Intel® Fortran Compiler
Build applications that can scale for the future with optimized code designed for Intel® Xeon® and compatible processors.
28848 Discussions

Outout is affected for some weird silly reaons

bhanu1
Beginner
1,703 Views

Hi everyone, I am new to this community. I am using ifort compiler for my abaqus subroutine. I was using it effortlessly until the last 2 weeks I have been struggling a lot! It is just that my output is affected because of some silly reasons as follows

 

1. When I print any variables the problem gets fixed

2. When I use any variables that are passed in through my subroutine from abaqus to declare the dimension size, I only gets the correct result without printing anything, which is super silly. Here is an example. Here is a simple 2 elements and I am computing its stiffness matrix and so displacement, I will spare the loading etc but the point is u can clearly see each element has 4 nodes

bhanu1_1-1707424240253.png

So when I declare b matrix as 4 by 8 abaqus just gives an error. But when I use nnode and abaqus passes it I get correct result!! but nnode -4 absolutely!

 

bhanu1_0-1707424161148.png

Then I use a do loop for forming ba matrix! I don't understand why it is wrong! It is taking 10 days to fix this small problem so that I can apply in larger scale! I am using all the checks as can be seen 

bhanu1_2-1707424475930.png

I understand the printing problem has been discussed and the recommendation was to initialize variables as well as to check arrays are not used than they are bound to! In my case it looks like the access to the b matrix array is happening in a very mysterious way no matter logically the array is literally the same! I am attaching the code for your kind perusal. I hope this discussion will help many people to not to loose their time. Kindly please give any insights what you think of it!

 

 

0 Kudos
1 Solution
jimdempseyatthecove
Honored Contributor III
1,617 Views

The array UserVar in module kvisual is written to in subroutine UEL. Are the multiple threads writing to different sections of UserVar, .OR. expecting/requiring exclusive use of array UserVar?
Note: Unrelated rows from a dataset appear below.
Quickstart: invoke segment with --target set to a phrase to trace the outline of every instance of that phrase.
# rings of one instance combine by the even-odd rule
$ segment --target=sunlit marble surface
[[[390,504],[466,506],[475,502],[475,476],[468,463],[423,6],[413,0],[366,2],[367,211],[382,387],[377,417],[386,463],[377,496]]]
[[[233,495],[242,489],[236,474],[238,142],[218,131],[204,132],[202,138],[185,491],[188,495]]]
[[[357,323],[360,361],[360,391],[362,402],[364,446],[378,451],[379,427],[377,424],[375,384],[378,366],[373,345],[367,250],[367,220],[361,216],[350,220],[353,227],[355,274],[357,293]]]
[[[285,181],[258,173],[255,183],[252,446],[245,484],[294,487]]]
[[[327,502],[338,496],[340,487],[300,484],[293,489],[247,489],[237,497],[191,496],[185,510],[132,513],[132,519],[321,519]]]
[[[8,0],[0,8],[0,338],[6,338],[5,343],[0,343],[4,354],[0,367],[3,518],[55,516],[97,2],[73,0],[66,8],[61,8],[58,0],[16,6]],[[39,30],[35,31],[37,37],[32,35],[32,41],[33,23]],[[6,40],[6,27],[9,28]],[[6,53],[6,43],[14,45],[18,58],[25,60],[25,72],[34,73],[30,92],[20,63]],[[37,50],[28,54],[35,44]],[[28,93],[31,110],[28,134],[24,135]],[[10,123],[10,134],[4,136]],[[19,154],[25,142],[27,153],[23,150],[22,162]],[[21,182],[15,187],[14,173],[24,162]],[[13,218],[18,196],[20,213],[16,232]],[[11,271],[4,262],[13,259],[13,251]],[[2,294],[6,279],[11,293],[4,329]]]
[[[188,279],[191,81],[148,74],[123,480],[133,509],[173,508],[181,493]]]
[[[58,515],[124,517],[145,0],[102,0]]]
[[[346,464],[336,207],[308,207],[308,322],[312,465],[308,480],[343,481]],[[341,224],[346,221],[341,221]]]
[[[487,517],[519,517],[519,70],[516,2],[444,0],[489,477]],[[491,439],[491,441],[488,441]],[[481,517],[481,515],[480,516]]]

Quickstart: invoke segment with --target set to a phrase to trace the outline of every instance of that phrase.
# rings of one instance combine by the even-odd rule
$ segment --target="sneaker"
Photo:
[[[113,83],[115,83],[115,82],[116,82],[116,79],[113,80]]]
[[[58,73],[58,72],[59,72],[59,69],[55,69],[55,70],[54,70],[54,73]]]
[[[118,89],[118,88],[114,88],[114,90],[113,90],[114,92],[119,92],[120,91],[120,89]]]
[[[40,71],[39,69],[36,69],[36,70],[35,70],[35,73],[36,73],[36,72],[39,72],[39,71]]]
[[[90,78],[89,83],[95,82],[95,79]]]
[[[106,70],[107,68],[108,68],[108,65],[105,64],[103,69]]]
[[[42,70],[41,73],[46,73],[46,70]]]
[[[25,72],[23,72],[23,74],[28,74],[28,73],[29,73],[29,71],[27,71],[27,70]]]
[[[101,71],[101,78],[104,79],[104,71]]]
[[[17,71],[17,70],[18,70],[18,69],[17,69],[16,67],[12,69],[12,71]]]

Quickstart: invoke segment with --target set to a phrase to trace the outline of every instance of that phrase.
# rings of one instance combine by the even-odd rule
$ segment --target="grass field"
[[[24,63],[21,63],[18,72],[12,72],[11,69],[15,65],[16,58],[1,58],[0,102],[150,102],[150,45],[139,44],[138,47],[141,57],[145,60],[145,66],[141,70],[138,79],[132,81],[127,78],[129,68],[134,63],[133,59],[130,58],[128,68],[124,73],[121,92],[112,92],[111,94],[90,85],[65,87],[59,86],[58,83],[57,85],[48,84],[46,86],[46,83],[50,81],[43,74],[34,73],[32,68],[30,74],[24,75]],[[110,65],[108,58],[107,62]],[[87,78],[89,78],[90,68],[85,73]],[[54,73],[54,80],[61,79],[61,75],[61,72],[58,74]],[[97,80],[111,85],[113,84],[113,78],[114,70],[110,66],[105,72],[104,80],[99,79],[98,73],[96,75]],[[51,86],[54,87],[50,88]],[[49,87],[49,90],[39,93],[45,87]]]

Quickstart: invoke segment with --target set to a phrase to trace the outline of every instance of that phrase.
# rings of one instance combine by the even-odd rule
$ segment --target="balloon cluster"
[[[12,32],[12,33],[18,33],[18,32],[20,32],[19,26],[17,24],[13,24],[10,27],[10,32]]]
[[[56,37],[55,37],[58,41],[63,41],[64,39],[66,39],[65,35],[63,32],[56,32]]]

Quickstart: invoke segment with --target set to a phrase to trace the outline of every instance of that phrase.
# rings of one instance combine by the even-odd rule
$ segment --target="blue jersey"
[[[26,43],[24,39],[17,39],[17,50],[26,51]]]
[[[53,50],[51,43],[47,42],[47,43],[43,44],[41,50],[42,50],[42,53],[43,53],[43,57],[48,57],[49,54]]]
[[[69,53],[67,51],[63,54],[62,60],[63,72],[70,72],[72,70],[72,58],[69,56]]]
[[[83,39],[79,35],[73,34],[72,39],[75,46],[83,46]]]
If requiring exclusive use of UserVar, then compile with /Qopenmp .AND. in the module kvisual add

C$omp threadprivate(UserVar)

 

Note, inserting a PRINT/WRITE includes a critical section (internal to the statement). This will cause a slight delay for other threads than the one that currently holds the critical section. This delay for other threads may permit the holding thread upon exit of the critical section within the print/write to have sufficient time to execute the code following the print/write without adverse interference from the other threads. 

 

*** IF this be the case, then the fact that you observe expected results with two threads when testing does not mean that two threads are executing without the potential for conflict.

 

Additional note.

This is purely speculative.

While you are compiling with /recursive and /Qauto which should force local arrays on stack, try adding /Qopenmp.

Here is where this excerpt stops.